The Senate’s vote—which came after a six-week sprint marked by marathon meetings, late-night votes and hasty rewrites of key provisions—represented a triumph for McConnell, who in September had failed to secure another major GOP priority: repealing the 2010 Affordable Care Act that’s known as Obamacare.

In ushering the tax bill to passage, McConnell was able to revisit that failure. In one of the tax measure’s most controversial provisions, GOP senators attached language that repeals a major piece of the health-care legislation: the individual mandate that requires people to have insurance coverage.

“It’s not a total replacement, but it takes the heart out of Obamacare,” McConnell said in an interview Tuesday before the Senate vote.

GOP leaders say the Obamacare mandate’s penalty—$695 for individuals—falls disproportionately on lower- and middle-income people. Repealing it is estimated to generate roughly $300 billion over 10 years, helping to keep the tax bill from creating even larger potential deficits. But at the same time, about 13 million people are expected to drop their insurance coverage over that decade, according to the Congressional Budget Office’s estimate.

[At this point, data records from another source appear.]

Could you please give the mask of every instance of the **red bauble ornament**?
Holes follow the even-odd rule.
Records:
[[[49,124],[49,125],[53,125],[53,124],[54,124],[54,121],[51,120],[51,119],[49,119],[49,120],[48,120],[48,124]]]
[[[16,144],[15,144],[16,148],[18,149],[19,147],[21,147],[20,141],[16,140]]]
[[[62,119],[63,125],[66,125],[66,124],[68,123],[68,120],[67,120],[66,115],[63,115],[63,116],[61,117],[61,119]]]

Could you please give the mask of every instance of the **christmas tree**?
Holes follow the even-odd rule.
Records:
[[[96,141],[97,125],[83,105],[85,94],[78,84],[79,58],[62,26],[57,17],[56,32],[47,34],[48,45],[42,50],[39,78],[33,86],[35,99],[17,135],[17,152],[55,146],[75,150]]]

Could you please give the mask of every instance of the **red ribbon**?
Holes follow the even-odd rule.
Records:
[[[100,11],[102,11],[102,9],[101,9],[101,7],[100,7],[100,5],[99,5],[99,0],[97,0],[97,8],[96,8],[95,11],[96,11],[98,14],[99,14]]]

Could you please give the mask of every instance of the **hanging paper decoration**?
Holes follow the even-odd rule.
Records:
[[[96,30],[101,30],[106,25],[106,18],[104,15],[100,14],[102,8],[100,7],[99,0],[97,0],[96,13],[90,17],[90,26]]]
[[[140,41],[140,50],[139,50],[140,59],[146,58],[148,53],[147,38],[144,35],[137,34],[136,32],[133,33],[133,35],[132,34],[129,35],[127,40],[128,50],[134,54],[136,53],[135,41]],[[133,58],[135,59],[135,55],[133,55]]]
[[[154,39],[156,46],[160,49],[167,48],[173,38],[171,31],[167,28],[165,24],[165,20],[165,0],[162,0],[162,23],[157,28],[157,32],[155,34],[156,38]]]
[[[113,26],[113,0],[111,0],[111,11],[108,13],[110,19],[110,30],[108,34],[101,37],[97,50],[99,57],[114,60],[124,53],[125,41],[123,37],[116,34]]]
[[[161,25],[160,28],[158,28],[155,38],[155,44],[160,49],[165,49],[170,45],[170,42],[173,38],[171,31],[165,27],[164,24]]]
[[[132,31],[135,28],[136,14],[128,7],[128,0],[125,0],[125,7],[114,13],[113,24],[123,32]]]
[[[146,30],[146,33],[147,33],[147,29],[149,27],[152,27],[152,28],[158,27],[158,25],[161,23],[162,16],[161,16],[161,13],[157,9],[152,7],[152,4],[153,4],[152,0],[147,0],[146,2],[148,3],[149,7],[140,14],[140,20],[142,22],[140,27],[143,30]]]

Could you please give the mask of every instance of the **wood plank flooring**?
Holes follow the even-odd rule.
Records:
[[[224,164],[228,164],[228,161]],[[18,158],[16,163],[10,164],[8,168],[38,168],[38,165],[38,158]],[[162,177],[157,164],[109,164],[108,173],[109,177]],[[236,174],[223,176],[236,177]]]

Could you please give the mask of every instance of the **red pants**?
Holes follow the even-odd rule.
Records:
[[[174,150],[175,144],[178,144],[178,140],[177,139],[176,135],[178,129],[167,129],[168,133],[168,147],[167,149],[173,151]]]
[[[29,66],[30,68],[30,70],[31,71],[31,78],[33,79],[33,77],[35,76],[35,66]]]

Some health economists say the change would lead to higher health-coverage premiums, perhaps canceling out the effect of the individual tax cuts for many. Some GOP lawmakers, including Senator Susan Collins of Maine, are seeking legislation to help stabilize the situation, but the fate of those efforts remains unclear.

McConnell said Tuesday he would offer such provisions in a spending bill “later in the week.”

SALT Controversy

Collins, a moderate, also won concessions that expanded a deduction for medical expenses for two years and preserved a partial individual deduction for state and local taxes.

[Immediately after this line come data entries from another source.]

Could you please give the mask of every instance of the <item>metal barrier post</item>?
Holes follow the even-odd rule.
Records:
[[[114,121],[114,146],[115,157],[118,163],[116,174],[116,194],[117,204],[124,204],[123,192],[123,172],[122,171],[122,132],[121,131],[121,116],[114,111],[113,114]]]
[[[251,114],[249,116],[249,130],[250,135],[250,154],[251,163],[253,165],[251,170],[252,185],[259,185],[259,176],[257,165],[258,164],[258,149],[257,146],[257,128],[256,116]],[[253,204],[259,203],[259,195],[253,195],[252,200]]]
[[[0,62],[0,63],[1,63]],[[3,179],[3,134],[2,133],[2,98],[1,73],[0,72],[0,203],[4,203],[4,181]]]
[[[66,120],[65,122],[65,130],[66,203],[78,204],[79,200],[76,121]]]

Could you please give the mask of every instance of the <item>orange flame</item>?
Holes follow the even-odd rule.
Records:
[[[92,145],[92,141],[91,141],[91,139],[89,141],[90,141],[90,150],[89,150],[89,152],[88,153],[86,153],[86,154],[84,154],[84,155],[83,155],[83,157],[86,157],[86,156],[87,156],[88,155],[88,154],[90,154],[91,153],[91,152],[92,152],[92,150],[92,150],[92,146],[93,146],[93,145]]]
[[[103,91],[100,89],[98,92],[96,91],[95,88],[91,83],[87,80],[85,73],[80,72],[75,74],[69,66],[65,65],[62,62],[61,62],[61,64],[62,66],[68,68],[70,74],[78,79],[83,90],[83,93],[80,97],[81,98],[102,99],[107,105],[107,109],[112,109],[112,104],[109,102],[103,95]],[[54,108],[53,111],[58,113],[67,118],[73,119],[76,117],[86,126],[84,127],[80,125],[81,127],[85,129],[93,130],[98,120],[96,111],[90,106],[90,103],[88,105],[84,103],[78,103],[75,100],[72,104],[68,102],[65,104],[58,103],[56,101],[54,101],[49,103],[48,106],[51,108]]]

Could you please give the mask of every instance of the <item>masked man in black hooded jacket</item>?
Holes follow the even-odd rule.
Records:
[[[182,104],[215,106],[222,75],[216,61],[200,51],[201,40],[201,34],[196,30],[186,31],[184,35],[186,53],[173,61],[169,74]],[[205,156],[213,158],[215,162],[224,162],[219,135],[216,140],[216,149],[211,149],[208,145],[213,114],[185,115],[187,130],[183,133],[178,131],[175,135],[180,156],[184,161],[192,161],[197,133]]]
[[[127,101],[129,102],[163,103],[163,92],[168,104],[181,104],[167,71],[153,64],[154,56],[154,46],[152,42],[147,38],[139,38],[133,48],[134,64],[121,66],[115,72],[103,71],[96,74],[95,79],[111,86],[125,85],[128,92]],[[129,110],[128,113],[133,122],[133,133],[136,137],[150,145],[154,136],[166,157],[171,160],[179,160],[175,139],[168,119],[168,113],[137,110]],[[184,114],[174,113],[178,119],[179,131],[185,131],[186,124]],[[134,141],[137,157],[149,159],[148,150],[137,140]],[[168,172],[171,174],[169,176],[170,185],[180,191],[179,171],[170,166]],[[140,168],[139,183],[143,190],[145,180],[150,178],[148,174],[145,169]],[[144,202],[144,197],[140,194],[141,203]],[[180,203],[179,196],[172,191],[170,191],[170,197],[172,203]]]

The so-called SALT deduction, which provides a tax break on state and local property taxes as well as income taxes or sales taxes, will be capped at $10,000—a change that will mostly hurt people who make relatively high incomes in high-tax states that tend to vote Democratic. GOP lawmakers in New York, New Jersey and California have objected to limiting the deduction, saying it might hurt them politically.

In the House, only 12 Republicans—all but one of them from those three states—voted against the measure.

Overall, the bill has failed to win broad popularity in public opinion polls. Despite Trump’s repeated attempts to sell it as a boon for the middle class, half the public thinks they’ll pay higher taxes under the bill, according to a Monmouth University poll that was released Monday. Democrats say they’re eager to make the tax bill a major issue in next year’s congressional elections.

“The bill provides crumbs and tax hikes for middle-class families in this country and a Christmas gift to major corporations and billionaire investors,” Senate Minority Leader Chuck Schumer, a New York Democrat, said Tuesday. “Republicans will rue the day they passed this bill and the American people will never let them forget it.”